You just created a prompting template that will save hours of work. Every future request of this type can follow this pattern. The effort upfront — being specific, providing context — multiplies across every future use. This is prompt engineering in practice: turning vague requests into precise instructions that Claude can reliably execute.

Reflection Questions

Work through these before moving on. Honest answers here will shape how you apply these skills next week.

Which was more impactful: the prompting technique (being specific, providing context) or the effort level? Look for the trade-off between prompt quality and compute. Both matter, but prompt quality is the foundation.
What was the most surprising difference you saw between the bad prompt and the good one? Note the specific moment where specificity changed the output.
If you had to focus on one of Devin’s principles for the next week, which would it be and why? Connect this to your immediate work.
How will you use the template you just built? Be concrete: which task will you use it on first?
What’s one prompt anti-pattern you’ve been using that you now realize was holding you back? Name the habit so you can break it.

Common Issues

“My prompt is already pretty specific, but Claude still hallucinates” — This usually means missing context (the actual code, existing patterns). Paste the relevant file or example and try again. RAG (Retrieval-Augmented Generation) is the cure. If that doesn’t help, try /effort high to allocate more reasoning tokens.

“The model keeps ignoring the starting point I specified” — The starting point needs to be concrete, not abstract. Instead of “Start by refactoring,” say “Start by extracting the PaymentProcessor class into src/services/payment.ts.” Defensive prompting prevents this.

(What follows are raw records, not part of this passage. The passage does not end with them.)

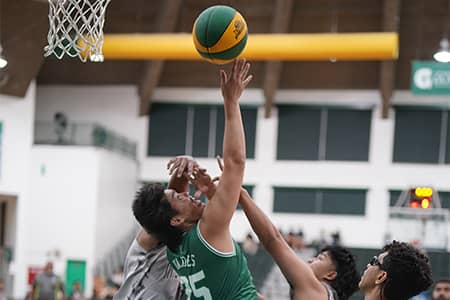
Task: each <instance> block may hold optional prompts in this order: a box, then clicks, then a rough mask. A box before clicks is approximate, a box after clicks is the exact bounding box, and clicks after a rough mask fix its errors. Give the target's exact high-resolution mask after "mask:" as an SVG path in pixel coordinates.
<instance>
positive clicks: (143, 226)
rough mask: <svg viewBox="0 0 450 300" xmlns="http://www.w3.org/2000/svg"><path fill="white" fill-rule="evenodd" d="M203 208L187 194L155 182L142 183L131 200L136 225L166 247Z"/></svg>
mask: <svg viewBox="0 0 450 300" xmlns="http://www.w3.org/2000/svg"><path fill="white" fill-rule="evenodd" d="M203 208H204V204H203V203H202V202H200V201H198V200H193V199H192V198H191V197H190V196H189V195H188V194H187V193H177V192H176V191H175V190H171V189H165V188H164V186H163V185H161V184H159V183H156V184H145V185H144V186H142V188H141V189H140V190H139V191H138V192H137V194H136V197H135V199H134V202H133V214H134V216H135V217H136V219H137V220H138V222H139V224H141V226H142V227H143V228H144V229H145V230H146V231H147V232H148V233H150V234H153V235H154V236H155V237H156V238H157V239H159V240H160V241H161V242H162V243H164V244H166V245H167V246H168V247H169V248H170V249H174V248H175V247H176V246H177V245H178V244H179V241H180V239H181V235H182V234H183V232H184V231H186V230H188V229H190V228H191V227H192V225H194V224H195V223H196V222H197V221H198V220H199V219H200V217H201V215H202V213H203Z"/></svg>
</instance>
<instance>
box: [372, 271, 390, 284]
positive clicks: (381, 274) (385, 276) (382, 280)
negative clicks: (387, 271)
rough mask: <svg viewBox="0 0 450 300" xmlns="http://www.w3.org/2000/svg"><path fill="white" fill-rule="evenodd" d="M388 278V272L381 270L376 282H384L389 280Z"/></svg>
mask: <svg viewBox="0 0 450 300" xmlns="http://www.w3.org/2000/svg"><path fill="white" fill-rule="evenodd" d="M387 278H388V276H387V272H385V271H381V272H380V273H379V274H378V276H377V279H376V280H375V284H383V283H384V282H385V281H386V280H387Z"/></svg>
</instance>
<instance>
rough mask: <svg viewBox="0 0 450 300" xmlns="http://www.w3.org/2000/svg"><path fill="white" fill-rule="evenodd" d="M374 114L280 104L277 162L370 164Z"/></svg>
mask: <svg viewBox="0 0 450 300" xmlns="http://www.w3.org/2000/svg"><path fill="white" fill-rule="evenodd" d="M371 115H372V111H370V110H352V109H337V108H320V107H303V106H295V105H280V106H279V107H278V141H277V146H278V150H277V159H279V160H341V161H342V160H345V161H368V159H369V143H370V123H371Z"/></svg>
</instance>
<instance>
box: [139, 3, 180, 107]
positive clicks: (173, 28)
mask: <svg viewBox="0 0 450 300" xmlns="http://www.w3.org/2000/svg"><path fill="white" fill-rule="evenodd" d="M161 2H162V5H163V8H162V12H161V14H160V15H159V17H158V20H157V22H156V23H155V24H158V27H157V28H156V32H173V31H175V28H176V26H177V20H178V15H179V14H180V11H181V6H182V3H183V1H182V0H161ZM163 68H164V61H163V60H152V61H147V62H145V67H144V71H143V73H142V77H141V79H140V81H139V84H138V93H139V97H140V107H139V115H140V116H144V115H148V114H149V113H150V108H151V105H152V96H153V92H154V91H155V88H156V87H157V86H158V83H159V80H160V78H161V74H162V71H163Z"/></svg>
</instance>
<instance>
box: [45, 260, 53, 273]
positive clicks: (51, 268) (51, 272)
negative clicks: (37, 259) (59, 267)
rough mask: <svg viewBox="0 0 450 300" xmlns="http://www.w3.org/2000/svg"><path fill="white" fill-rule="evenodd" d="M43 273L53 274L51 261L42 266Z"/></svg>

“Opus is too expensive for daily work, but Sonnet sometimes struggles” — This is the right tension. Rule of thumb: start with Sonnet + /effort medium. If it fails, try Sonnet + /effort high (still cheaper than Opus). Only jump to Opus for genuinely hard problems (complex reasoning, tricky debugging).

“I don’t know if my prompt template is good until Claude tries to use it” — True. Use Plan Mode: give the spec to Claude, let it plan, review the plan. If the plan matches your intent, the template is good. If not, refine and try again. This is the M03 workflow.

What to Have Before Moving On

A reusable prompt template (documented or saved in your notes)
Confidence in model selection (Haiku vs. Sonnet vs. Opus)
Muscle memory for the /effort command and when to use it
One concrete task template ready to use tomorrow (e.g., “Add new API endpoint,” “Refactor module,” etc.)